C
chickridin
Guest
The Spyder RTSM5 is a combination of a lot of great features and I really enjoy and appreciate the ride it provides.
MX intervals are absud. The man hours and expense at $100 per hour really add up. I'm an older guy who has had back and arthritis problems and I'm unable to do a lot of the maintenance items that I have always done on motorcycles. That said, I bought a 3 year MX plan from the dealer and it appears to be the way to go - at least for me. Having 13,000 miles since last August, it's been in the shop for both scheduled and unscheduled items. 90 mile round trip, not a bad ride BTY, is required for each visit. The shop itself is great. no questions about their work and knowledge. The Spyder parts availability is a joke. Two weeks tomorrow, since the BRP rep promised to send a canister, 2nd one, to the dealer. Almost 2 weeks to get the parts to repair the water pump oil seal in January. They wouldn't replace the pump, understandable I guess, but took 13 days to send all 12 parts to overhaul it, if needed. It was the oil seal and the dealer naturally didn't have that at the start of the problem. I also bought the extended warranty, but labor, of course, is on the owner.

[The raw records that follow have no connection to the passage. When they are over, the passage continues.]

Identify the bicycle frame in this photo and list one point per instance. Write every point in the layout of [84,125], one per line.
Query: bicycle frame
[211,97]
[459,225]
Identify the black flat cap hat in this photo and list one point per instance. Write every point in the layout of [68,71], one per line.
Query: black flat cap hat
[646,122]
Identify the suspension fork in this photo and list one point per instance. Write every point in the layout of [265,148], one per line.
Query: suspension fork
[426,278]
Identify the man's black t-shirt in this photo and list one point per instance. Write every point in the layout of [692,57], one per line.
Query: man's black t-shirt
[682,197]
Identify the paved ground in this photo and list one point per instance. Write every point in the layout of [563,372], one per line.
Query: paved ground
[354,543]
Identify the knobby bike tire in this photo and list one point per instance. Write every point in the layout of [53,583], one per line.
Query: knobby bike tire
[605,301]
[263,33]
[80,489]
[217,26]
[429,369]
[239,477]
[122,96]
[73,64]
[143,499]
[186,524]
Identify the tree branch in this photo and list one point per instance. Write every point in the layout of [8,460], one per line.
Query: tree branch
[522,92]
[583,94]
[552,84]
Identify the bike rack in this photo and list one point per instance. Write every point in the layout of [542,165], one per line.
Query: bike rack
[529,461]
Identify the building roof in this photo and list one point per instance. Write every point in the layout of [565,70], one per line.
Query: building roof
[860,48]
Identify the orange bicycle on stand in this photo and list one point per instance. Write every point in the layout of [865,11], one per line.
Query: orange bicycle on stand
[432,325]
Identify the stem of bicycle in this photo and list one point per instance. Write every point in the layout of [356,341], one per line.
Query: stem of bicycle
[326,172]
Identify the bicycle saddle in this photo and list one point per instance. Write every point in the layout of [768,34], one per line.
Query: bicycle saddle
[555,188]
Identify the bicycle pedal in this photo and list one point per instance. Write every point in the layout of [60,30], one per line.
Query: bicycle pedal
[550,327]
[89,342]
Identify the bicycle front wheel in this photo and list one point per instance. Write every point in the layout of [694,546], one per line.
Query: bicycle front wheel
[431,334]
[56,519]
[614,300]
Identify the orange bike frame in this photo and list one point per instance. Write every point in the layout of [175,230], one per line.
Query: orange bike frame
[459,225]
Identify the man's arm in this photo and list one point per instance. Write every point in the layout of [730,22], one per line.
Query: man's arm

Bottom line here is that it's an expensive ride. Much more than a Harley or GoldWing, due to the MX intervals and the man-hours involved for many checks. Can't believe I had to put rear brakes on it yesterday. That was actually pretty reasonable because they were swapping the rear tire out at 13,000 miles. I don't ride with my foot on the brake pedal and have always gotten great mileage out of disks and rotors. Such is life. This summary sounds a little negative, but the overall satisfaction level is pretty high. I knew many of the complications going in and have no one to blame but myself!! I'm a very happy camper. :firstplace:
Now, if I could get my wife back to work to buy gas for the cars and bikes, I'd be all set. My 1986 Honda Helix still gets 60 mpg most of the time, but needs tires every 4-6,000 miles!! Nothing's perfect.
Tuck
If you have an extended warranty, and the repairs fall under that warranty, you should not be paying anything, let alone labor. The only thing you might have to pay is a deductable if it applies.